Uno studio scientifico, fatto in Germania, va nella stessa direzione e mostra che gli studenti tedeschi che utilizzavano ChatGpt che è progettato per rispondere alle domande degli utenti in un linguaggio naturale, simile a quello umano, su un’ampia gamma di argomenti erano in grado di trovare materiali di ricerca più facilmente, ma tendevano a sintetizzare tali materiali in modo meno abile e meno approfondito rispetto ai loro coetanei che al posto di ChatGPT usavano i motori di ricerca tradizionali, che indirizzano gli utenti a siti web che potrebbero contenere informazioni rilevanti.

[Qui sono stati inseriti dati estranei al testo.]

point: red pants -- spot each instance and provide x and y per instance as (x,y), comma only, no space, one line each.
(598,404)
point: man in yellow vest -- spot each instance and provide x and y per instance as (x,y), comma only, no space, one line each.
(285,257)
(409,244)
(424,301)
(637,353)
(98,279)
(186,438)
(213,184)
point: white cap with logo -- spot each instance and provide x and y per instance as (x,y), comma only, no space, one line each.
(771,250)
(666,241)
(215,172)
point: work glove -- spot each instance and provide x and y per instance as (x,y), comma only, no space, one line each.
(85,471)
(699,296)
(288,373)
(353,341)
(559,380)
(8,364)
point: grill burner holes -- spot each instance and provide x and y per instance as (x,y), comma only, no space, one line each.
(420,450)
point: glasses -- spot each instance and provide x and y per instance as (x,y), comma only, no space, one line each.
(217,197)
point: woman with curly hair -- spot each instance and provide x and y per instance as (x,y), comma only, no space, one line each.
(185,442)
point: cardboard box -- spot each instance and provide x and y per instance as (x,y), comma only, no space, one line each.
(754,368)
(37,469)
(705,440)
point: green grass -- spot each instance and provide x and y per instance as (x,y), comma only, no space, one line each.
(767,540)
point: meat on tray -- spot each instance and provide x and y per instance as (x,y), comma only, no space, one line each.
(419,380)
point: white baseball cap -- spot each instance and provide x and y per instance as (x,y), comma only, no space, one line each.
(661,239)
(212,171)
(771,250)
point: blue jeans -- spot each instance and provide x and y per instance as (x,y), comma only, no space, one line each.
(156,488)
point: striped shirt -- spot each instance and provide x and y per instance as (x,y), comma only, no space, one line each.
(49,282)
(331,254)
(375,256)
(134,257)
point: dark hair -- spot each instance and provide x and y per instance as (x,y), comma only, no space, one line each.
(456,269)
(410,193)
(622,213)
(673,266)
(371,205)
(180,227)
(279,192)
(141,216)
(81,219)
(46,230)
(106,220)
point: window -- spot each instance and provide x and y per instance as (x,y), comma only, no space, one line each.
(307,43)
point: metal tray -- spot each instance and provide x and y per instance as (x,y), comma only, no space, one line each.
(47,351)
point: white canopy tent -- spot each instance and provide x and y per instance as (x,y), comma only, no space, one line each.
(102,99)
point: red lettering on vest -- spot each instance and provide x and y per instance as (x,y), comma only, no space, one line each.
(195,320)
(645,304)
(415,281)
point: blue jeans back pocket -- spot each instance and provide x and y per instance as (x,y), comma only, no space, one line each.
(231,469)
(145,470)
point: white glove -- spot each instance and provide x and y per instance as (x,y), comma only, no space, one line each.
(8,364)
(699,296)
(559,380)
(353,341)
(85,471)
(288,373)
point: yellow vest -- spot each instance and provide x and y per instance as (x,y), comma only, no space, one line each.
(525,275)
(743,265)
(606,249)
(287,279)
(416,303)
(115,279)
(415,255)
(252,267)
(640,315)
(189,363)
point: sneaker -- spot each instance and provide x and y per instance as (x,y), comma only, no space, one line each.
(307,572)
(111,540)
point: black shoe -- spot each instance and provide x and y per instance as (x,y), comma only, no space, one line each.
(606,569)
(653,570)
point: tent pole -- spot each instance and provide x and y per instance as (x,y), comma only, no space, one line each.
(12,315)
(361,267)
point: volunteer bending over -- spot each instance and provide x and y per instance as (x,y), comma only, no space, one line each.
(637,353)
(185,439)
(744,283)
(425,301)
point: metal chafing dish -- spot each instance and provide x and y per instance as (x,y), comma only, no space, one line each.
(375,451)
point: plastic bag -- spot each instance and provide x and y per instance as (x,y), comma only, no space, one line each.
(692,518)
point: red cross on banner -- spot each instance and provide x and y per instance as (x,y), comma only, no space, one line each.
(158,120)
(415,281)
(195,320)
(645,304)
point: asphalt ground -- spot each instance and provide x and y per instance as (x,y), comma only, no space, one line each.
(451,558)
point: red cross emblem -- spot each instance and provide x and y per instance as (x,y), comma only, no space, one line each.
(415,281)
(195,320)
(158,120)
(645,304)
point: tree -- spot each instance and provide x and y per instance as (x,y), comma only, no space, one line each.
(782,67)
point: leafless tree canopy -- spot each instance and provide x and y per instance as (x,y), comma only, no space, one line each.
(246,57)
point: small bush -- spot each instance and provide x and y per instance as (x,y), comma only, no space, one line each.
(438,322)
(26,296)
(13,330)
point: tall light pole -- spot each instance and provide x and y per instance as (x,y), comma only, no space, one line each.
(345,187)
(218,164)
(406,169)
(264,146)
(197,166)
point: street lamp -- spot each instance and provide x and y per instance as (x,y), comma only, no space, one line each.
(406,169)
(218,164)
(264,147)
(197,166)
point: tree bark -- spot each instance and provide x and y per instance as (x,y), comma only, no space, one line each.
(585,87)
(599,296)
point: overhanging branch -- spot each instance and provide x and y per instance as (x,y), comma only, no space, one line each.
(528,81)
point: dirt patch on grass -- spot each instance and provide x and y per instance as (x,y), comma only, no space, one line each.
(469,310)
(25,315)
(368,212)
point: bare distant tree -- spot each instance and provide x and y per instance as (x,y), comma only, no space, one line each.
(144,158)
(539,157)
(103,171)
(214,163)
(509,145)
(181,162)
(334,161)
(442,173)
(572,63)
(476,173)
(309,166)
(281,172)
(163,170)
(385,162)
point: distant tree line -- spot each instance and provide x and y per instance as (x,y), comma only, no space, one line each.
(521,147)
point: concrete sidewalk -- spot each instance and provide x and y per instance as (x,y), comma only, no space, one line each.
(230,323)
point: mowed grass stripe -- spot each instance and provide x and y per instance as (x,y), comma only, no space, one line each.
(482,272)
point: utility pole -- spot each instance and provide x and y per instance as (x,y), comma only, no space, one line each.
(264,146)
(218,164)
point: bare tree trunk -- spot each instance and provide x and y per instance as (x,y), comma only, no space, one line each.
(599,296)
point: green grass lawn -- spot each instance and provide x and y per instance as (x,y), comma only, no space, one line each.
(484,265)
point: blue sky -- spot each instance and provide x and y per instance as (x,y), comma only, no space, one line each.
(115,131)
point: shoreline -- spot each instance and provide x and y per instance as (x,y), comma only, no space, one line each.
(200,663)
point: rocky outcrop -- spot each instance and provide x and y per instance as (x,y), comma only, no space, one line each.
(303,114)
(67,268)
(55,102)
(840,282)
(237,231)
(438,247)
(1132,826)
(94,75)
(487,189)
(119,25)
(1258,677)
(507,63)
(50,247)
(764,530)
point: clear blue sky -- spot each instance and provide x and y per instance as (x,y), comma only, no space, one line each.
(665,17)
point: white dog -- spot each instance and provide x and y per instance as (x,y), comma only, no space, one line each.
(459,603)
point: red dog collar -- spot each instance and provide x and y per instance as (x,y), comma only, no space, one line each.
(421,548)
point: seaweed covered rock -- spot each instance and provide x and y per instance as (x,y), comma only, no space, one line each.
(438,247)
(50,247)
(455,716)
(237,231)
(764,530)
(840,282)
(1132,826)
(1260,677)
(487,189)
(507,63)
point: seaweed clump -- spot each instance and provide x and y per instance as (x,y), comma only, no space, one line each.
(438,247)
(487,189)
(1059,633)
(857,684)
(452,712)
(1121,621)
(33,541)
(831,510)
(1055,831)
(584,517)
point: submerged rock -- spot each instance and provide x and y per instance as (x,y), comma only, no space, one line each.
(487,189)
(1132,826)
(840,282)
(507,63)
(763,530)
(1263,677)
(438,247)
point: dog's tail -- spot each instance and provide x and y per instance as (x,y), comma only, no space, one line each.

Sui processi di apprendimento Matt Beane, professore di Technology Management dell’Università della California, va oltre: «L’apprendimento formale ti consente di cominciare a giocare. Ma avere una conoscenza concettuale del lavoro o fare esercizi di pratica è ben diverso dalla capacità di svolgere il lavoro sotto pressione. Per arrivarci, la maggior parte di noi fa ancora prevalentemente affidamento sulla collaborazione con una persona esperta. Questo rapporto plasma il nostro lavoro consentendoci di stratificare lentamente, in maniera incrementale, quelle competenze che ci permettono di ottenere risultati nel momento del bisogno», scrive nel suo ultimo libro “Il Dna delle competenze. Come salvare l’abilità umana nell’era delle macchine intelligenti” che uscirà in Italia il 28 febbraio per Egea. «Perché le tecnologie intelligenti siano davvero utili, il legame tra esperto e principiante dovrà sopravvivere. Per prosperare, il futuro dell’abilità ha bisogno delle stesse tecnologie che ci preoccupano – scrive ancora –. Dobbiamo usarle per arricchire, espandere e amplificare lo sviluppo delle competenze per tutti. Dobbiamo renderle parte della soluzione, non del problema».
Viene da chiedersi se questo significherà focalizzarsi ancora di più su formazione umana, attitudini e sensibilità, attributi propri degli esseri umani che mai potranno essere sostituiti. Forse, l’intelligenza artificiale in mezzo a tanti cambiamenti travolgenti può aiutarci a concentrarci di più sull’umanità.